Il dit. Tous les députes, frappés de ce dis-cours, gardent un
long silence : il avait pro-noncé son refus du ton le plus ferme et le
plus véhément. Le vieux Phœnix, guerrier vénérable, prend enfin la
parole, en poussant des soupirs accompagnés de larmes ; car il
tremblait pour le sort de la flotte des Grecs : s'il est vrai, dit il,
que tu aies résolu de partir, illustre Achille, et que tu refuses
obstinément d'écarter des vaisseaux les flammes ardentes, parce que la
colère a subjugué ton ame, comment pourrais-je, mon cher fils,
demeurer ici, éloigné de toi, isolé ? Le respectable Pelée m'ordonna
de te suivre, le jour où il t'envoya de Phthie sur les pas d'Agamemnon
; jeune encore, tu n'avais point d'expérience dans l'art périlleux de
la guerre, ni dans l'art de parler, qui donne aux hommes tant de renommée
; il voulut que je partisse avec toi pour être ton guide, soit qu'il
fallût délibérer ou combattre. Je ne voudrais donc pas, ô mon cher
fils, être abandonné de toi, quand même un dieu me promettrait de me
décharger du poids accablant des années, et de me rendre une
florissante jeunesse, telle que je la possédais lorsque je quittai la
Grèce, fuyant le courroux de mon père Amyntor.

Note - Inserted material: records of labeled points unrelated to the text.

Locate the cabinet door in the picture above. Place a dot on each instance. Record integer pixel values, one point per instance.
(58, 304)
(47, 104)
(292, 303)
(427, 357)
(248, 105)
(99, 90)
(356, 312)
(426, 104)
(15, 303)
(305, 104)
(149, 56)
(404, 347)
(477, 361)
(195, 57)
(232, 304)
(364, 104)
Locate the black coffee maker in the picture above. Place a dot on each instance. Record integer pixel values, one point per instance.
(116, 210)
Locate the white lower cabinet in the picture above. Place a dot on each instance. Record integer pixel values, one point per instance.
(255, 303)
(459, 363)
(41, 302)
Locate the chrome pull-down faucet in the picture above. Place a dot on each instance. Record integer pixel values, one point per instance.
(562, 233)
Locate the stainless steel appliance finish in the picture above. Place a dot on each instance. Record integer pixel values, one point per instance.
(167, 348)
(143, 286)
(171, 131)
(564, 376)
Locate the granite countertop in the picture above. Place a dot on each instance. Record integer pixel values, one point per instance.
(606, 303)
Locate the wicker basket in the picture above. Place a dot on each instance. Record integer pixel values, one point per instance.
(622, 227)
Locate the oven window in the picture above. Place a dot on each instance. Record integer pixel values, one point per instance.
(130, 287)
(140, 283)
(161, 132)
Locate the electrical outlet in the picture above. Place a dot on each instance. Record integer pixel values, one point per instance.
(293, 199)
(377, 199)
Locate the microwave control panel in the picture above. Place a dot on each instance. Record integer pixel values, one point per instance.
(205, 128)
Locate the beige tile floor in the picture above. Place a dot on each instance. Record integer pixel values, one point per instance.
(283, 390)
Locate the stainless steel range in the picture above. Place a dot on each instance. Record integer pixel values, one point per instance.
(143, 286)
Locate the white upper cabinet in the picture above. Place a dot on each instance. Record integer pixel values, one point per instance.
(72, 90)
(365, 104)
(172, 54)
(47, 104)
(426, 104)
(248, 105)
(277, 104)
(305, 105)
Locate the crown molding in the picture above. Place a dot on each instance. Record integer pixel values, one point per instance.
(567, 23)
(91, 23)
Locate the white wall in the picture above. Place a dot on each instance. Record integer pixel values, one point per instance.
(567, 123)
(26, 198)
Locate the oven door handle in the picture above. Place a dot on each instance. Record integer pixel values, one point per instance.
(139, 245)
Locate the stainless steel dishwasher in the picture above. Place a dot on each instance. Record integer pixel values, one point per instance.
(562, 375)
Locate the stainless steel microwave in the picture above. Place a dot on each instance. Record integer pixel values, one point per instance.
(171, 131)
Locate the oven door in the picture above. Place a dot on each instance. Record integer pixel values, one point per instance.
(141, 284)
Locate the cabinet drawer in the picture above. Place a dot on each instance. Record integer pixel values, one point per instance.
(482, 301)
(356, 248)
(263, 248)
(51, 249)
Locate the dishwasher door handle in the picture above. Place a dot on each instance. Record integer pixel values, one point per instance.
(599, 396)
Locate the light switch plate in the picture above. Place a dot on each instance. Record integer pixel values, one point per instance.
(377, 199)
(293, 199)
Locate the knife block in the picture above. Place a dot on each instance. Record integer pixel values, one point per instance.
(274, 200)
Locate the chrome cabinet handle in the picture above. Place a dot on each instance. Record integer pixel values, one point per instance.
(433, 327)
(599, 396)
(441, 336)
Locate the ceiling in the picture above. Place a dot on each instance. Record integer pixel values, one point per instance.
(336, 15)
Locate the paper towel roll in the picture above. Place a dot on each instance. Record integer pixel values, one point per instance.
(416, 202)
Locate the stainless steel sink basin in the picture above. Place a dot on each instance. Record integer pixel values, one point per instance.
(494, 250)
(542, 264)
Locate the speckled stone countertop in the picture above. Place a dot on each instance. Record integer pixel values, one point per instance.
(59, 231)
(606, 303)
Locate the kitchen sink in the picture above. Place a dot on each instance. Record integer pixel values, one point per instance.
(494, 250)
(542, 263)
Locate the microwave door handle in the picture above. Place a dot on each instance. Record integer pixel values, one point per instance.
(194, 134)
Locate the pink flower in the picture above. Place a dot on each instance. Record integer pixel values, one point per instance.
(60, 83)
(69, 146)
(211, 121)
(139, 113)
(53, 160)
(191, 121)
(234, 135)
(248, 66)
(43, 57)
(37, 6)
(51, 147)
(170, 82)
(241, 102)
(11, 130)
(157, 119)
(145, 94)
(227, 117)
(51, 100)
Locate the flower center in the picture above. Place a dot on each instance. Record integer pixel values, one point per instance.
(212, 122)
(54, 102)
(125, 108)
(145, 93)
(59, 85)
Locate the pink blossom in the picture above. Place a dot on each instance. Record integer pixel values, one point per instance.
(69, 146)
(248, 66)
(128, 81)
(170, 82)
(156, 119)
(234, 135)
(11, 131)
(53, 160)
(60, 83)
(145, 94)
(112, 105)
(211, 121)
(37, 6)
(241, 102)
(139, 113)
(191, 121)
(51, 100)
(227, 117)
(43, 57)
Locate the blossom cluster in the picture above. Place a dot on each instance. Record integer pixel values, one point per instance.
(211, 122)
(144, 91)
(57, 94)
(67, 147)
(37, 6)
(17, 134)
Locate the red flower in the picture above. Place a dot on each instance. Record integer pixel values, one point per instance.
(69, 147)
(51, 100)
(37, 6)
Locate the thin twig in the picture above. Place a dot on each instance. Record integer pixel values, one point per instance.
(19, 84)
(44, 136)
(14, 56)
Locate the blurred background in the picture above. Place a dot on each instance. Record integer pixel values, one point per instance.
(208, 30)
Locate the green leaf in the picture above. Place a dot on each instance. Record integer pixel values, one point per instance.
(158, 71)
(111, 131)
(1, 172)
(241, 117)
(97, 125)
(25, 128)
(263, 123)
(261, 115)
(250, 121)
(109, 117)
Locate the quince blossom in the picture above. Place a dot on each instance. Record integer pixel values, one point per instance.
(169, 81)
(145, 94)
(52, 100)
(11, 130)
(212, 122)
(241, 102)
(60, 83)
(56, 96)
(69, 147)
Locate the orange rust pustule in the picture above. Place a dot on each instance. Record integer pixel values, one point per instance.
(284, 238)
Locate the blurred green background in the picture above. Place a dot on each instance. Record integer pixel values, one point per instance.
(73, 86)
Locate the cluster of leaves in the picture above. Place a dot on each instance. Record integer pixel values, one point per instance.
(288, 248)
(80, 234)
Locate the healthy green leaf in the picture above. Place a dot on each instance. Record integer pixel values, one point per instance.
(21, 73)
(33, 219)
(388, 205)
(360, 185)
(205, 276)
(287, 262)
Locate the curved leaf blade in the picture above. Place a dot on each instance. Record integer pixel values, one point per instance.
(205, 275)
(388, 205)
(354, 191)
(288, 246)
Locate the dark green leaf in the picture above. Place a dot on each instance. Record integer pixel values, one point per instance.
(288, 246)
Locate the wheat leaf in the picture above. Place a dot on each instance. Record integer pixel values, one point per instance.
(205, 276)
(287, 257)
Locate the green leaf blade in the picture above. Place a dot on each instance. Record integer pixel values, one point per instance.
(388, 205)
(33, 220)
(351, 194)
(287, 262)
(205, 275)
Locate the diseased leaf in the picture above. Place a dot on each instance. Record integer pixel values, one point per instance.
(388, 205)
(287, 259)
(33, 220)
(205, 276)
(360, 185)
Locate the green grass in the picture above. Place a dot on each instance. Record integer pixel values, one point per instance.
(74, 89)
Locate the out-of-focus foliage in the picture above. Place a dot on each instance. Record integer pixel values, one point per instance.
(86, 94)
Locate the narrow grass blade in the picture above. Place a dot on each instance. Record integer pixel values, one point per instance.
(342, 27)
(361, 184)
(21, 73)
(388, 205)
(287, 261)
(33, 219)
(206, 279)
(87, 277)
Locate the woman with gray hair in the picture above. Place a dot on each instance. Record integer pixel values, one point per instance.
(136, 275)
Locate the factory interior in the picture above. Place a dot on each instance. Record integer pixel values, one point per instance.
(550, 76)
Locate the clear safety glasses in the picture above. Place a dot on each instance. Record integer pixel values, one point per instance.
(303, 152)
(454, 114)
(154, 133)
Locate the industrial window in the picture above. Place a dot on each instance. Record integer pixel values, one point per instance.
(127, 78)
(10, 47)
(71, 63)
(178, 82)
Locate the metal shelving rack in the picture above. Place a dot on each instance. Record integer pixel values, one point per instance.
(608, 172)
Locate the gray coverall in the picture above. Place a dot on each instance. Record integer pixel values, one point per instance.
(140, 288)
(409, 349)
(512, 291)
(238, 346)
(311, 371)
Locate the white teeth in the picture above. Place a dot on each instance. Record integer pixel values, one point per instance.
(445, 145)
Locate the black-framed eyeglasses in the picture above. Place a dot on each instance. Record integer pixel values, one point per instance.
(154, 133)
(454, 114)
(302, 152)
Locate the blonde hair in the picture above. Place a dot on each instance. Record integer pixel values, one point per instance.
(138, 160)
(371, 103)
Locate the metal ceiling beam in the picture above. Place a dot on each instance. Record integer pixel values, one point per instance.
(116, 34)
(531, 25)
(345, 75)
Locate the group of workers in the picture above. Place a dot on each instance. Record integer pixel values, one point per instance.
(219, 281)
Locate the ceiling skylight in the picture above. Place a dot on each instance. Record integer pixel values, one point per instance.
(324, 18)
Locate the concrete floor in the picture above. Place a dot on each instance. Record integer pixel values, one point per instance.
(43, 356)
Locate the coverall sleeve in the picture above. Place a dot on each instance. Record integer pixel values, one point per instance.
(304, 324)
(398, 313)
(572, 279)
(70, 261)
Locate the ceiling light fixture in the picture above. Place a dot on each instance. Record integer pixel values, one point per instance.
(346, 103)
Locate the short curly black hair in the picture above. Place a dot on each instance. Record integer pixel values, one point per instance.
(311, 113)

La cause de notre désunion et de nos malheurs était une belle
femme qu'il aimait au mépris de ma mère son épouse. Manière, tombant
à mes pieds, ne cessait de m'exciter à le prévenir, et à gagner le cœur
de cette rivale, afin de lui inspirer de l'éloignement pour ce
vieillard. J'obéis à ma mère, et je réussis. Mon père le soupçonnant,
m'accabla d'imprécations, invoqua les horribles furies, et les conjura
de rendre ma couche stérile, de ne jamais permettre qu'il mît sur ses
genoux un fils né de moi et cher à mon cœur : le dieu des enfers et
la cruelle Proserpine exaucèrent ces imprécations. Je ne pus alors me
résoudre à rester dans la maison d'un père irrité : une foule d'amis,
de parens, m'environnaient, et cherchaient par leurs prières et par des
festins à me retenir dans le palais ; ils égorgeaient les agneaux gras
et les vigoureux taureaux, étendaient la chair succulente des sangliers
sur les flammes de Vulcain, et faisaient couler le vin à longs flots.

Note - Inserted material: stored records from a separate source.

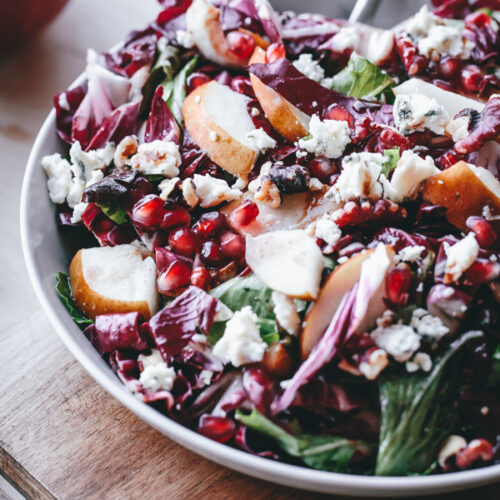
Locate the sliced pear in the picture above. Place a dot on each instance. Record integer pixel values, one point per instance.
(289, 262)
(114, 280)
(203, 23)
(217, 119)
(464, 190)
(453, 103)
(287, 119)
(340, 281)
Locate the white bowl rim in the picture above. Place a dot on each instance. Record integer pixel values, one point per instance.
(262, 468)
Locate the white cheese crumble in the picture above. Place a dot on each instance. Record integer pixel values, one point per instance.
(241, 342)
(460, 256)
(410, 254)
(157, 158)
(409, 173)
(212, 191)
(359, 177)
(327, 230)
(286, 313)
(328, 137)
(418, 112)
(156, 374)
(309, 67)
(400, 341)
(259, 140)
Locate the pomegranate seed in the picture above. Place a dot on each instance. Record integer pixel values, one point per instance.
(173, 216)
(219, 429)
(485, 234)
(449, 66)
(336, 112)
(274, 52)
(397, 285)
(244, 214)
(242, 85)
(321, 168)
(232, 245)
(183, 241)
(196, 80)
(472, 78)
(148, 211)
(209, 224)
(200, 278)
(178, 274)
(211, 254)
(241, 44)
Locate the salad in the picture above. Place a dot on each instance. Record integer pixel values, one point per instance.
(286, 229)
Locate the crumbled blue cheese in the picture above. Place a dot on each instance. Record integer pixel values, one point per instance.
(400, 341)
(241, 343)
(157, 158)
(359, 177)
(156, 374)
(260, 141)
(417, 112)
(286, 313)
(327, 138)
(409, 173)
(212, 191)
(460, 256)
(309, 67)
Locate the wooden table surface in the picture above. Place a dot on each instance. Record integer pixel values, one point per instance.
(61, 435)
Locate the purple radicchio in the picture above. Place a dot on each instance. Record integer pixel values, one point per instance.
(173, 326)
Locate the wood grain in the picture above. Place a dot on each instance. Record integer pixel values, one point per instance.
(61, 435)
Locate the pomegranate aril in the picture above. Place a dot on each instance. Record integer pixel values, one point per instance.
(200, 277)
(472, 78)
(209, 224)
(485, 234)
(232, 245)
(196, 80)
(397, 285)
(148, 211)
(219, 429)
(183, 241)
(274, 52)
(244, 214)
(177, 275)
(210, 253)
(173, 216)
(241, 44)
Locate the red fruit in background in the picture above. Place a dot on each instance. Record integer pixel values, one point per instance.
(21, 19)
(241, 44)
(209, 224)
(232, 245)
(210, 253)
(200, 277)
(177, 275)
(183, 241)
(485, 234)
(274, 52)
(148, 211)
(173, 216)
(244, 214)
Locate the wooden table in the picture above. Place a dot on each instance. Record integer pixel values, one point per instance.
(62, 435)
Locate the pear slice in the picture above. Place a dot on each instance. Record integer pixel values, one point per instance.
(114, 280)
(289, 262)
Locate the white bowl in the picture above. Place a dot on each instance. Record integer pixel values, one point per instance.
(46, 251)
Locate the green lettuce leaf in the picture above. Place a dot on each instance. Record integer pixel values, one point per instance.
(63, 289)
(114, 211)
(417, 413)
(362, 79)
(321, 452)
(174, 90)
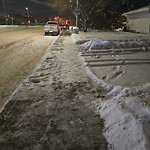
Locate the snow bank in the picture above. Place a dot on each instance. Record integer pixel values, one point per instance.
(124, 117)
(92, 44)
(126, 111)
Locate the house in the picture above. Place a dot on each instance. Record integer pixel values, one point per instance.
(138, 20)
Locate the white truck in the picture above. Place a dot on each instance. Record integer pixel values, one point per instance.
(51, 28)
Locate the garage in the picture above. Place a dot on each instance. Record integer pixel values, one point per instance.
(138, 20)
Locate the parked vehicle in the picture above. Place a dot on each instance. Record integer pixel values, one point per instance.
(51, 28)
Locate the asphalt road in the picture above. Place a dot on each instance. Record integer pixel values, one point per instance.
(20, 50)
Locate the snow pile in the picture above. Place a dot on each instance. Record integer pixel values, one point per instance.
(93, 44)
(127, 118)
(126, 112)
(98, 44)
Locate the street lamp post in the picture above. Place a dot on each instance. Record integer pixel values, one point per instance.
(4, 8)
(28, 16)
(77, 14)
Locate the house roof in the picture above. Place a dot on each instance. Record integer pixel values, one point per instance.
(143, 9)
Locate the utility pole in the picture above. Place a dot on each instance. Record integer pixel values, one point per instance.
(76, 13)
(4, 8)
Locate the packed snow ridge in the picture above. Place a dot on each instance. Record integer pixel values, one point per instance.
(126, 116)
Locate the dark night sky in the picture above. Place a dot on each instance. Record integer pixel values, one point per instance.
(36, 7)
(41, 7)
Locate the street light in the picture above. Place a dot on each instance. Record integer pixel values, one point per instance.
(4, 8)
(28, 16)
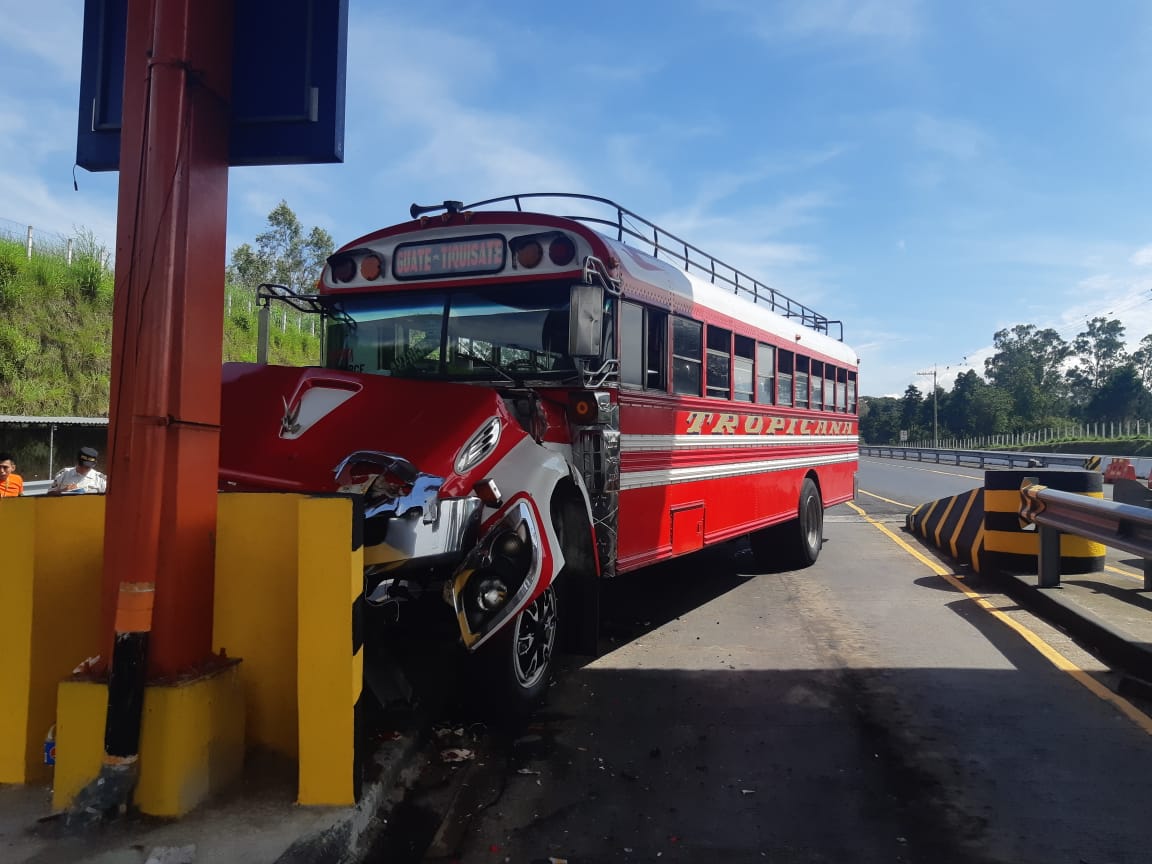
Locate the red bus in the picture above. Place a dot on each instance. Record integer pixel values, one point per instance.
(528, 403)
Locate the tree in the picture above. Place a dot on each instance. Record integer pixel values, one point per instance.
(1099, 351)
(1122, 398)
(910, 407)
(283, 254)
(879, 419)
(1142, 360)
(1028, 366)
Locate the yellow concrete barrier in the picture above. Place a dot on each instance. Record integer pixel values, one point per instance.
(288, 586)
(50, 618)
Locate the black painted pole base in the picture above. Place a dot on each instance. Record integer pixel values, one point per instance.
(108, 796)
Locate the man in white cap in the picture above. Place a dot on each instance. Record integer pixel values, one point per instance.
(81, 479)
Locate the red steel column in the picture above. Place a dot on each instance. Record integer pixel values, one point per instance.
(167, 331)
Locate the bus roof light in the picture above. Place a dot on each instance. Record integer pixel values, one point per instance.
(529, 254)
(371, 266)
(561, 250)
(342, 267)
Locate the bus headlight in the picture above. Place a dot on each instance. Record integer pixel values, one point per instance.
(497, 576)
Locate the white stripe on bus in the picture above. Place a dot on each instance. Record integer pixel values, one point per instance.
(666, 476)
(673, 442)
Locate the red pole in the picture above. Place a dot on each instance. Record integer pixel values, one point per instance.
(168, 324)
(167, 346)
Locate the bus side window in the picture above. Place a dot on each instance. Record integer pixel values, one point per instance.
(743, 384)
(765, 373)
(656, 348)
(802, 378)
(631, 345)
(719, 355)
(785, 362)
(687, 353)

Ils dormirent pendant neufs nuits à côté de moi, me gardant tour à
tour ; les flambeaux ne cessaient d'être allumés dans le portique de
la cour et aux portes de mon appartement. Mais lorsque la dixième nuit
eut amené ses noires ombres, je rompis les barrières de ces portes ;
et m'évadant à l'insu de ceux qui me gardaient et des femmes de la
maison, je relançai facilement par-dessus les murailles de la cour. Je
m'éloignai de ces lieux : fugitif, je traversai les vastes contrées de
la Grèce ; et entrant sur les terres des Phthiotes, couvertes de blés
et de troupeaux, j'arrivai chez le roi Pelée. Il me reçut avec bonté,
m'aima comme un père aime son fils unique, né dans sa vieillesse, et
au milieu de biens immenses ; il me combla de richesses, me soumit un
peuple nombreux, et, m'établissant aux bornes du territoire de Phthie,
il me fit roi des Dolopes. Quelque grand que tu sois, Achille égal aux
dieux, tu le dois à mes leçons : je t'aimais avec tendresse. Tu
voulais que ce fût moi qui te conduisisse dans les festins, et tu ne
voulais prendre de nourriture dans ton palais qu'assis sur mes genoux ;
ma main ayant partagé les alimens te les présentait, et portait la
coupe à tes lèvres. Je me souviens que souvent, dans ces jours d'une pénible
enfance, tu rejetais le vin de ta bouche sur mon sein et sur mes vêtemens.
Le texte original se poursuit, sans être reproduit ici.